4. A method according to any one of claims 1-3, wherein said grouping any one of said data names to obtain one or more first names corresponding to any one of said data names comprises:

Determining a first phrase consisting of an N-th word and an N+1-th word in any data naming; wherein N is a positive integer greater than or equal to 1;

when the first phrase is successfully matched in a preset phrase library, determining that the first phrase is the first name;

or when the first phrase is not successfully matched in the preset phrase library and a first number exists between the N-th word and the (n+1) -th word, determining that the first number is the first name;

or when the first phrase is not successfully matched in the preset phrase library and the first number exists between the N-th word and the N+1th word, determining that the N+1th word is the first name.

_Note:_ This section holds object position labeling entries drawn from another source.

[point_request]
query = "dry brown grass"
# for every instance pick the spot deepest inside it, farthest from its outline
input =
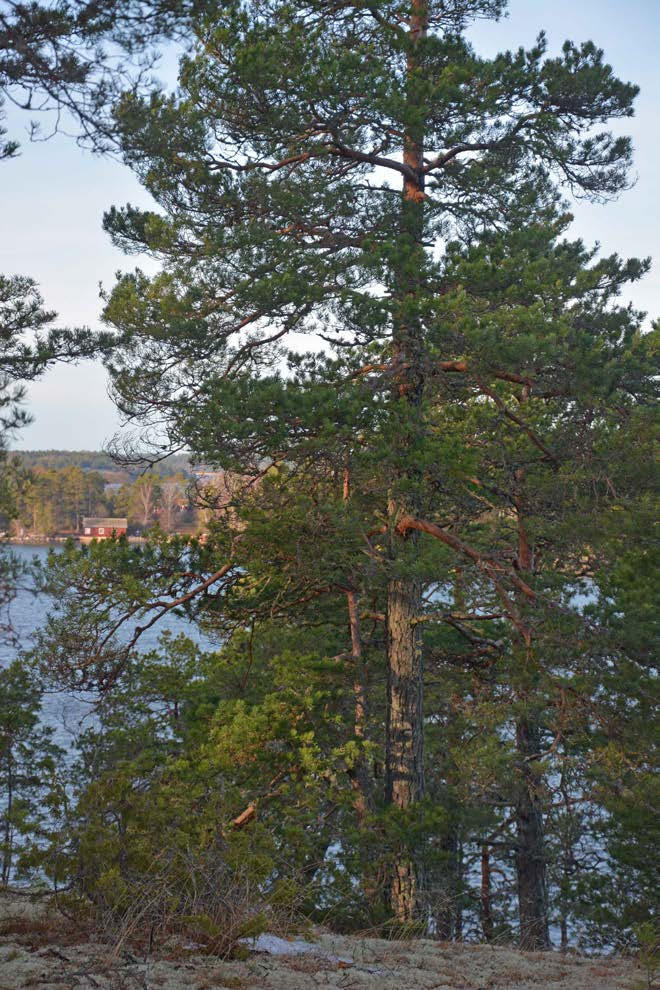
(39, 949)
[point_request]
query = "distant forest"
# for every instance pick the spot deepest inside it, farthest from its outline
(53, 490)
(98, 460)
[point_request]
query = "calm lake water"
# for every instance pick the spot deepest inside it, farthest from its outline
(67, 713)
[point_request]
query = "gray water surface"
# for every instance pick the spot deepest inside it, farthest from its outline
(67, 713)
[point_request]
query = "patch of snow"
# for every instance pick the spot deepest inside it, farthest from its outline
(273, 945)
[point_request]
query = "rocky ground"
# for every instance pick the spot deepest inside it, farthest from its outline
(40, 949)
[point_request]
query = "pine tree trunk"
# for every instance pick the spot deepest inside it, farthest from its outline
(405, 723)
(530, 845)
(486, 895)
(530, 834)
(404, 743)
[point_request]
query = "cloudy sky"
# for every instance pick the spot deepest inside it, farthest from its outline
(53, 196)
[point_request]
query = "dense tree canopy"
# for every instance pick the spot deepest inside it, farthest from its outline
(437, 413)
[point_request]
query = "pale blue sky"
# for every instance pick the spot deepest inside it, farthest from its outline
(52, 199)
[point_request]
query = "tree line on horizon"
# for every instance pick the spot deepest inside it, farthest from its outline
(430, 709)
(50, 501)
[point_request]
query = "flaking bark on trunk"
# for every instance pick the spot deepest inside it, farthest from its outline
(531, 863)
(530, 843)
(404, 723)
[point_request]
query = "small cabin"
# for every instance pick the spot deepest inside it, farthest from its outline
(102, 528)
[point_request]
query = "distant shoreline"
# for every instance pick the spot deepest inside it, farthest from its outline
(41, 541)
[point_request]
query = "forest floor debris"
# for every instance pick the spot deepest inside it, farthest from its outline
(41, 950)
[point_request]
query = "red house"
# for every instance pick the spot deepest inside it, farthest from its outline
(103, 527)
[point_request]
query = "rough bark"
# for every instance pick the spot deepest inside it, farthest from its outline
(530, 843)
(530, 834)
(404, 728)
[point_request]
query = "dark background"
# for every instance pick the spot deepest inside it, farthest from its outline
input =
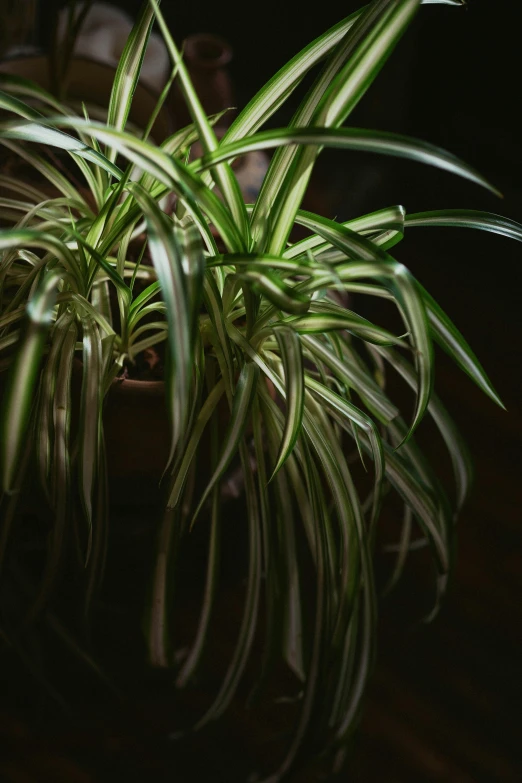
(445, 700)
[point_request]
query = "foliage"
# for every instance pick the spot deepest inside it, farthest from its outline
(249, 317)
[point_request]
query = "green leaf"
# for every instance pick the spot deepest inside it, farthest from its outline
(248, 625)
(128, 73)
(457, 449)
(25, 130)
(19, 394)
(90, 421)
(467, 218)
(350, 413)
(168, 258)
(291, 355)
(451, 340)
(380, 142)
(223, 175)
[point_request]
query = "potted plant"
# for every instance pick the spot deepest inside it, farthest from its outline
(264, 365)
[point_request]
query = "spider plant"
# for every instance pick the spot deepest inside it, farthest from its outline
(251, 318)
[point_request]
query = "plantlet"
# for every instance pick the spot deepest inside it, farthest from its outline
(247, 317)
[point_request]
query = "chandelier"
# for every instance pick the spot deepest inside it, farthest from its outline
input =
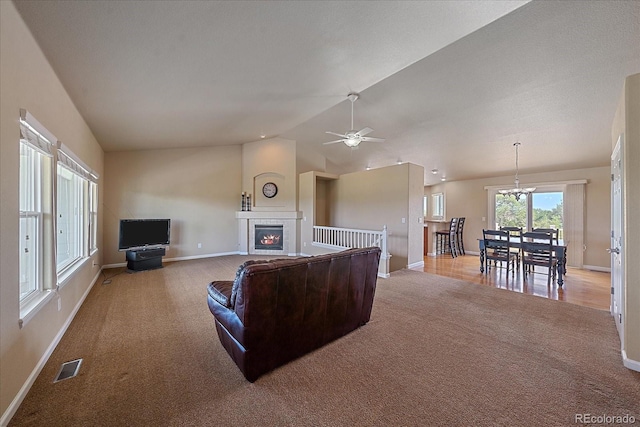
(517, 191)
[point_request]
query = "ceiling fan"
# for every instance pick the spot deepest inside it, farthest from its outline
(353, 138)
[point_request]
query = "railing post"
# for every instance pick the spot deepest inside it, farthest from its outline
(383, 267)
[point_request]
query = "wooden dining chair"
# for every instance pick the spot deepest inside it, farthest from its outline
(553, 231)
(537, 250)
(554, 234)
(497, 248)
(514, 234)
(447, 238)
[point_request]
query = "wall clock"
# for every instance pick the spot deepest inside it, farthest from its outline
(269, 190)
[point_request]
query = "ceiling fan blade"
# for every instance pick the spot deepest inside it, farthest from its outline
(337, 134)
(364, 131)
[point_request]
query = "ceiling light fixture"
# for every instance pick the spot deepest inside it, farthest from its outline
(517, 192)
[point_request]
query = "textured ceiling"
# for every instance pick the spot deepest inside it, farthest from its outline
(450, 84)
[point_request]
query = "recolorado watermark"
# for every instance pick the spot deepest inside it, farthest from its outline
(604, 419)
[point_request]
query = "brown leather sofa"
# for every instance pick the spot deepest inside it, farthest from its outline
(276, 311)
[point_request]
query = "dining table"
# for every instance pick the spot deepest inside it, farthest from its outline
(559, 249)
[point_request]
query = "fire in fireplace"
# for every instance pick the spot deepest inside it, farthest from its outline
(269, 237)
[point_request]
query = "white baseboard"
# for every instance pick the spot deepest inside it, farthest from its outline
(17, 400)
(597, 268)
(629, 363)
(187, 258)
(418, 264)
(433, 254)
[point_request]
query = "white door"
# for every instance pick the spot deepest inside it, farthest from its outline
(617, 248)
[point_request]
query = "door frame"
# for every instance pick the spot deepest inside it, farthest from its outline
(617, 237)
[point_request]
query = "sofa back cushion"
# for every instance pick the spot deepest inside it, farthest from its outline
(301, 304)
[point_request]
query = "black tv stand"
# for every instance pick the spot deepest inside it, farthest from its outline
(145, 259)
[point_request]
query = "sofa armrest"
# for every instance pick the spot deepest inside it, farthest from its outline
(220, 291)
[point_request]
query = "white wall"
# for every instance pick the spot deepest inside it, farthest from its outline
(627, 122)
(27, 81)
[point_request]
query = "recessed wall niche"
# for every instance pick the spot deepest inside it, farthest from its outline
(260, 201)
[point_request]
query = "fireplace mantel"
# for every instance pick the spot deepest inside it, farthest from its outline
(268, 215)
(247, 220)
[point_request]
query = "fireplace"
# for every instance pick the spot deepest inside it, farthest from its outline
(269, 237)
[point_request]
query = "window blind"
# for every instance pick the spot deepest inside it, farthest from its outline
(40, 139)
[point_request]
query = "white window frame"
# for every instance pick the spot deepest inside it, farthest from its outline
(70, 222)
(37, 138)
(93, 217)
(69, 161)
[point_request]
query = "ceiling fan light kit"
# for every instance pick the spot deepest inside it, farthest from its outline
(353, 138)
(517, 191)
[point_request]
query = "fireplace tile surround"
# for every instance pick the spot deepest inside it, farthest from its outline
(247, 220)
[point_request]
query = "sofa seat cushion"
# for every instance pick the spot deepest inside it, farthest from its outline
(220, 291)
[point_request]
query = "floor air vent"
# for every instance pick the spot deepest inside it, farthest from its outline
(68, 370)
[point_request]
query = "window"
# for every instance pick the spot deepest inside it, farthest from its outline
(93, 217)
(70, 218)
(510, 212)
(74, 210)
(542, 209)
(437, 202)
(31, 245)
(58, 223)
(425, 206)
(547, 211)
(35, 204)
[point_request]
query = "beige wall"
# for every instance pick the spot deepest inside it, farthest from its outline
(627, 122)
(197, 188)
(27, 81)
(272, 160)
(371, 199)
(469, 199)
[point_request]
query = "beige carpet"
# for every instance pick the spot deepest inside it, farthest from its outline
(436, 352)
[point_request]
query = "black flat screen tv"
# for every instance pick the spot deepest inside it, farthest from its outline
(143, 233)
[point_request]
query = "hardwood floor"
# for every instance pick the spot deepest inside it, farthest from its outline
(582, 287)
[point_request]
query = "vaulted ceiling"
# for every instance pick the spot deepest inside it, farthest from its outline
(450, 84)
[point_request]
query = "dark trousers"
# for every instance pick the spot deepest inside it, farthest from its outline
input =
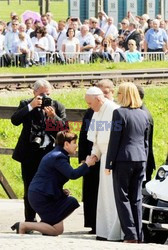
(127, 181)
(29, 169)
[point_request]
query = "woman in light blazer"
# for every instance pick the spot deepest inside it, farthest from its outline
(126, 157)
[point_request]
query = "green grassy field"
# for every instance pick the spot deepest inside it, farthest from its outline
(105, 66)
(156, 100)
(58, 8)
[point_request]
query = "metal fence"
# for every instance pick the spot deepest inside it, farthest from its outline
(17, 59)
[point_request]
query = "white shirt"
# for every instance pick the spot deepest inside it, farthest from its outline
(2, 40)
(11, 40)
(110, 30)
(61, 35)
(88, 39)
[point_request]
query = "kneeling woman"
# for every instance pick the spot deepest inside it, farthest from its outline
(46, 194)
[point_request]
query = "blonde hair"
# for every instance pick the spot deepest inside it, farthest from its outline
(133, 42)
(129, 95)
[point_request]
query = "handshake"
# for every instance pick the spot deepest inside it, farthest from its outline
(91, 160)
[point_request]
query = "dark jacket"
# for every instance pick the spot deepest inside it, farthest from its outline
(129, 136)
(23, 150)
(150, 166)
(53, 172)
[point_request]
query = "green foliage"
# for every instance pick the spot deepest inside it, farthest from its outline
(59, 9)
(156, 99)
(105, 66)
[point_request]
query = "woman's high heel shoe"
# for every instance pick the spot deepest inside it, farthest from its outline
(16, 227)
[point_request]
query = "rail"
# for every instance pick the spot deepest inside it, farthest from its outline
(73, 115)
(149, 76)
(17, 59)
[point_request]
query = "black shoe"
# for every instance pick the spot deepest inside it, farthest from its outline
(16, 227)
(101, 238)
(93, 231)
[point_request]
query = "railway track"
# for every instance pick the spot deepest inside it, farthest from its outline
(77, 79)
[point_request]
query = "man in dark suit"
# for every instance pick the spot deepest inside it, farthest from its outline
(127, 156)
(150, 165)
(133, 34)
(41, 118)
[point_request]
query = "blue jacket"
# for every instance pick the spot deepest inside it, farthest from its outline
(129, 136)
(53, 172)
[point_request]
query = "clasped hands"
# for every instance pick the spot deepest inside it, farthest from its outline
(37, 102)
(91, 160)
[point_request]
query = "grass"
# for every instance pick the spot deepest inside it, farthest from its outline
(58, 8)
(105, 66)
(156, 100)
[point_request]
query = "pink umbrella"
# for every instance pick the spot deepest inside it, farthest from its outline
(30, 14)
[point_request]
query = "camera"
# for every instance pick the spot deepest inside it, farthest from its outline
(37, 135)
(46, 101)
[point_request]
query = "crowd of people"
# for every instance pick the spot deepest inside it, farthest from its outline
(115, 156)
(69, 41)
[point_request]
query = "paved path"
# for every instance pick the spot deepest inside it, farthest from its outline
(75, 236)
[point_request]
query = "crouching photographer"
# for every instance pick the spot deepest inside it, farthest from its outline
(35, 139)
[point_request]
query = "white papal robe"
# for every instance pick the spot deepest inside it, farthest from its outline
(107, 221)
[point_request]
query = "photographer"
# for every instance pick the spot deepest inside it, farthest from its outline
(36, 140)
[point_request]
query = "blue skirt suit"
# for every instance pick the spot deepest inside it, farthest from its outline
(46, 194)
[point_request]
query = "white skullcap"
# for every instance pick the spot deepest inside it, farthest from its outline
(94, 91)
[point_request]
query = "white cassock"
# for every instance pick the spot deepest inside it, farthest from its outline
(107, 221)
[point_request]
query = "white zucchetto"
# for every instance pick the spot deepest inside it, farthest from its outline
(94, 91)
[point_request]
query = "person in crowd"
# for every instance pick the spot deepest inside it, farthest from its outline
(46, 194)
(2, 41)
(36, 139)
(150, 165)
(93, 27)
(70, 47)
(105, 51)
(75, 24)
(61, 35)
(150, 25)
(91, 179)
(22, 29)
(124, 27)
(40, 44)
(87, 43)
(144, 22)
(23, 49)
(102, 19)
(53, 23)
(132, 54)
(29, 26)
(109, 28)
(133, 34)
(98, 41)
(107, 221)
(156, 39)
(11, 39)
(126, 157)
(118, 53)
(49, 28)
(36, 25)
(14, 17)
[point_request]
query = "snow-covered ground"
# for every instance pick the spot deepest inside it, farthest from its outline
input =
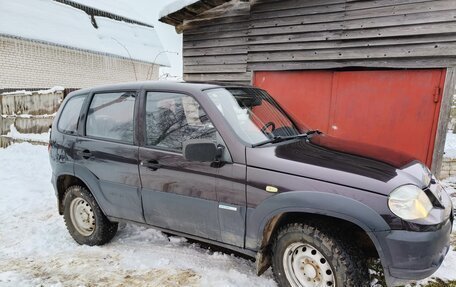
(36, 249)
(14, 134)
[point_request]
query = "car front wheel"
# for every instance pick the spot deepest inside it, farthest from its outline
(84, 219)
(312, 256)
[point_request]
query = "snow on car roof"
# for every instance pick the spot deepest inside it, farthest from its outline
(52, 22)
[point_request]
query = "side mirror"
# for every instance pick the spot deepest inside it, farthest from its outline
(202, 150)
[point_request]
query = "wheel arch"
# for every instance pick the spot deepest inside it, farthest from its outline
(317, 207)
(64, 181)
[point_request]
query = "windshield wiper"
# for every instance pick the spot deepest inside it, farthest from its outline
(277, 139)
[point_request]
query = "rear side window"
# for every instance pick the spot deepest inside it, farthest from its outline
(68, 122)
(111, 116)
(173, 118)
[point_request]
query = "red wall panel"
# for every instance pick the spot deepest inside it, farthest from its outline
(396, 109)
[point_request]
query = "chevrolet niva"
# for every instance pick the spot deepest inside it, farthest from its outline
(226, 165)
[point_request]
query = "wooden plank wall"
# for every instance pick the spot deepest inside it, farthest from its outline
(215, 46)
(228, 44)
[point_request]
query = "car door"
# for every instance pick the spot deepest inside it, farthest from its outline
(107, 153)
(178, 194)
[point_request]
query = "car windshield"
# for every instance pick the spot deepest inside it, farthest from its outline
(253, 114)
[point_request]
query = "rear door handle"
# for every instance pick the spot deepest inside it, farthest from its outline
(151, 164)
(86, 154)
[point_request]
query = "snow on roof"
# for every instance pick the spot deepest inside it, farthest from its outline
(53, 22)
(124, 8)
(175, 6)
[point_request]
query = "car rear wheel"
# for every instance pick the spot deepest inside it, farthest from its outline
(310, 256)
(84, 219)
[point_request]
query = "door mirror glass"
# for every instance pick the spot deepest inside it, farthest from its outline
(202, 150)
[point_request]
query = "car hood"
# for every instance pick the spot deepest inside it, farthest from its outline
(324, 158)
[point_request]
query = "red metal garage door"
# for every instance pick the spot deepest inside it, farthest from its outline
(397, 109)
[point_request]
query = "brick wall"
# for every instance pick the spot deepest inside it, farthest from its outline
(28, 64)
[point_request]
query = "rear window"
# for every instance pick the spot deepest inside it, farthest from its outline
(68, 122)
(111, 116)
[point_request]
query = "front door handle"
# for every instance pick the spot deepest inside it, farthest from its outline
(86, 154)
(151, 164)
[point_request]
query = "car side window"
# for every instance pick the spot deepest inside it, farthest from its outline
(173, 118)
(68, 121)
(111, 116)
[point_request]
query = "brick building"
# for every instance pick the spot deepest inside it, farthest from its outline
(63, 43)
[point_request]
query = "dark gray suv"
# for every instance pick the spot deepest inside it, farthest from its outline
(227, 166)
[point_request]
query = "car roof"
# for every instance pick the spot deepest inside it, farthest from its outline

5. A method according to any one of claims 1-3, further comprising:

displaying a second interface; the second interface includes an editing region;

receiving a second operation for the second naming in the editing area;

responding to the second operation, and modifying the characters corresponding to the second naming into the characters corresponding to the third naming;

or, in response to the second operation, modifying that the number of digits corresponding to the second naming matches the number of digits corresponding to the fourth naming.

6. A naming convention checking apparatus, characterized in that the apparatus comprises a display unit and a processing unit;

the processing unit is used for receiving a first operation aiming at a first keyword in the input area; the first keyword is used for describing a data identifier;

the processing unit is further used for responding to the first operation and acquiring one or more data names corresponding to the first keyword from a first database of a server; wherein the first database comprises one or more types of business data, any one of which is named as a literal and/or numerical description;

the processing unit is further configured to group any one of the data names to obtain one or more first names corresponding to any one of the data names; wherein any one of the first designations is a designation of an alphanumeric description;

the processing unit is further configured to modify, when a similarity between any word corresponding to the first name and a word corresponding to a second name corresponding to a preset digital dictionary is smaller than a first threshold, the word corresponding to the first name to be a word corresponding to the second name; the digital dictionary comprises the second names corresponding to the first names, the characters corresponding to the second names are characters indicated at the corresponding positions of the data names when the repetition rate of the characters at the corresponding positions after the data names are grouped is greater than a second threshold value;

Or, the processing unit is further configured to mark the number corresponding to the first name and display the marked first name when the similarity between the number of the numbers corresponding to the first name and the number of the numbers corresponding to the second name is less than a third threshold; and when the number of the numbers corresponding to the second naming is the number of the numbers indicated in the corresponding positions of the data naming groups and the number repetition rate of the numbers in the corresponding positions is larger than a fourth threshold value, any one of the numbers is indicated in the corresponding positions of the data naming groups.

7. The apparatus of claim 6, wherein when the number of words in the text corresponding to any one of the first names is plural, the similarity between the text corresponding to the first name and the text corresponding to the second name satisfies the following formula:

8. A naming convention checking apparatus, comprising a processor and a memory, said memory for storing code instructions; the processor is configured to execute the code instructions to perform the method of any of claims 1-5.

9. A computer readable storage medium storing instructions that, when executed, cause a computer to perform the method of any one of claims 1-5.